As Teresa said, "It’s a way of thinking, a trajectory" which won’t happen in six months but by investing in children first, the rewards will be evident down the road.
Teresa went back to the red notebook as she detailed the elements of the plan that make it "holistic" -- allowing doctors and nurses to practice real medicine; cutting costs by being "smart," i.e., by choosing fewer administrators, having more nurses, and reducing litigation as a result of better, more attentive care; and a focus on prevention and wellness by, for example, monitoring diabetes rather than facing the huge costs of late intervention. These approaches are the core of the Kerry plan.

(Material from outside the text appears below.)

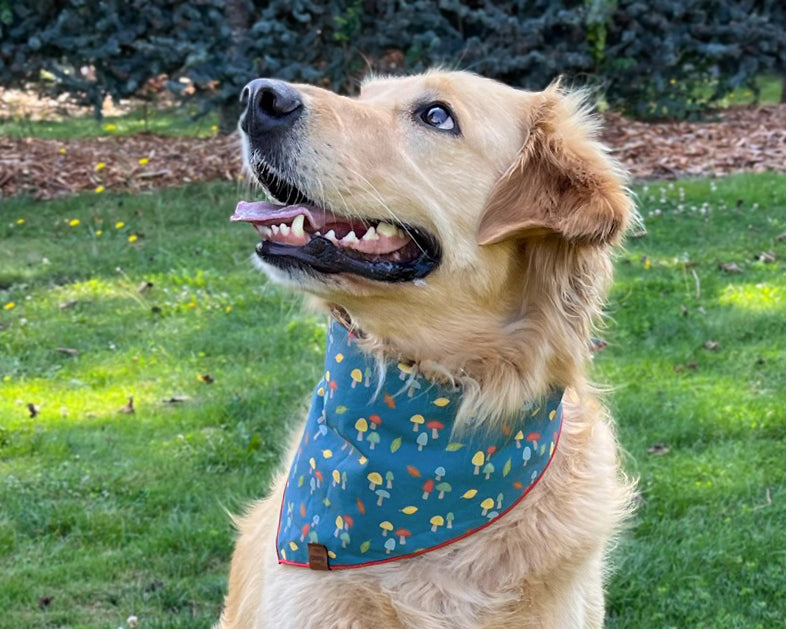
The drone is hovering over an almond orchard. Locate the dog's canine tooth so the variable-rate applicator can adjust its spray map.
[377,223,398,238]
[292,214,306,236]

Then she explored the economic value of enabling small business and individuals to buy health insurance with the help of tax credits...not via a handout, but through smart tax policy.
And then Teresa delivered the most important message of the day. John Kerry’s plan is a "plan of choices, an American plan, with no mandates." It’s American because it is free to use market forces, incentives, and Americans will be free to make choices. It won’t raise taxes. But most importantly, "IT CAN PASS" because it appeals to Republicans who prefer market forces, offers immediate care for children, which appeals to more liberal constituencies, and provides access to the Federal employee health plan, which will offer lower premiums as the coverage pool grows. And, until prescription drugs are included, Americans will be free to import their medicine from other countries.
Teresa then promised that healthcare would be the first piece of legislation that will be introduced if John Kerry is elected.
In the days since the event, I’ve been trying to put it all together. And, skeptic that I usually am, I find myself actually believing that there can be a healthcare plan if John Kerry is elected. Why? Because Teresa Heinz Kerry has been building coalitions for over thirty years across all the entities involved in the delivery of health care, from research to delivery. Her vision and experience has been codified into a workable structure that can cross party lines. She’s been a Republican, she’s now a Democrat, but above all, she is committed to wellness and care for all Americans. She is the driving force behind John Kerry’s promises and I believe she and the Kerry team know exactly how to get this program up and running from day one.
The realization about how far along we may actually be on the road to a workable healthcare system in this country if John Kerry is elected is still somewhat surprising to me. Actually, it’s more than surprising. It seems mind-boggling and I feel like Teresa has let me in on a big secret.
If John Kerry is elected, I know that Teresa will be in a pivotal role behind the scenes as she works in her quiet, yet powerful way to achieve their holistic vision. If she doesn’t become the next First Lady, however, I know she’ll still be involved in projects aimed at improving the future for Americans. But whether living in the White House or back in Boston or Pennsylvania, I’m sure the surprising Teresa Heinz Kerry will never let that red notebook out of her sight. Because, I believe, it’s all in there -- her life’s work and perhaps America’s future health.